Cancer Res Treat 2017;49(3):778-789.

Published online: 11 November 2016

DOI: https://doi.org/10.4143/crt.2015.485

Effects and Mechanisms of Metformin on the Proliferation of Esophageal Cancer Cells In Vitro and In Vivo

Jian-Cai Tang, PhD¹, Rui An, BS², Yi-Qing Jiang, BS², Jian Yang, PhD³

¹Department of Biochemistry, North of Sichuan Medical University, Nanchong, China

²School of Basic Medical Sciences, North of Sichuan Medical University, Nanchong, China

³Pathogenic Biology and Immunology Experiment Teaching Center, North of Sichuan Medical University, Nanchong, China

Correspondence: Jian-Cai Tang, PhD, Department of Biochemistry, North of Sichuan Medical College, Fu Jiang Road 234, Shun Qing District, Nanchong, Sichuan Province 637000, China Tel: 86-0817-3352032 Fax: 86-0817-3352000 E-mail: tangjiancai1980@163.com

^* Jian-Cai Tang and Rui An contributed equally to this work

Received 15 December 2015 Accepted 21 October 2016

This is an Open Access article distributed under the terms of the Creative Commons Attribution Non-Commercial License (http://creativecommons.org/licenses/by-nc/3.0/) which permits unrestricted non-commercial use, distribution, and reproduction in any medium, provided the original work is properly cited.

Abstract

Purpose

The purpose of this study was to observe the effects of metformin on human esophageal cancer cell and to investigate its possible mechanisms.

Materials and Methods

Cell viability was detected by using a Cell Counting Kit-8, while cell cycle and apoptosis were assessed by flow cytometry and western blot was used to measure the expression of the related proteins. RNAi was used to knockout pyruvate kinase muscle isozyme 2 (PKM2). An Eca109 tumor model was established to evaluate the antitumor effect in vivo. Immunohistochemistry was determined based on the expression of PKM2 and Bim in tumor tissues. Tunnel was used to assess tumor cell apoptosis.

Results

Esophageal cancer cells viability was reduced after metformin treatment.
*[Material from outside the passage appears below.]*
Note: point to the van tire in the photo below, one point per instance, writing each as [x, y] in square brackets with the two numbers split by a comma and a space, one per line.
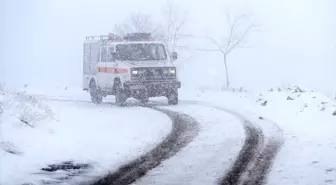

The cell cycle was arrested in the G0/G1 phase, apoptosis was induced, caspase 3 was activated, caspase 9 was downregulated, and the pro-apoptotic protein Bim increased. Further study revealed that metformin could suppress the expression of insulin-like growth factor 1 receptor and its downstream proteins, phosphoinositide 3-kinase (PI3K), protein kinase B (AKT/PKB), phosphorylation of AKT (pAKT), mammalian target of rapamycin (mTOR), p70S6K, and PKM2. Insulin-like growth factor 1 partly reversed metfromin-induced apoptosis and attenuated the repression effect of metfomin to PI3K, pAKT, and PKM2. Knockout PKM2 resulted in the activation of caspase 3, down-regulation of caspase 9, and increased expression of Bim. In the Eca109 xenograft model, metformin significantly reduced tumor growth. Furthermore, we found that metformin treatment increased the rate of apoptosis, down-regulation of PKM2, and up-regulation of Bim in tumor tissues.

Conclusion

Metformin restrained esophageal cancer cell proliferation partly by suppressing the PI3K/AKT/mTOR pathway.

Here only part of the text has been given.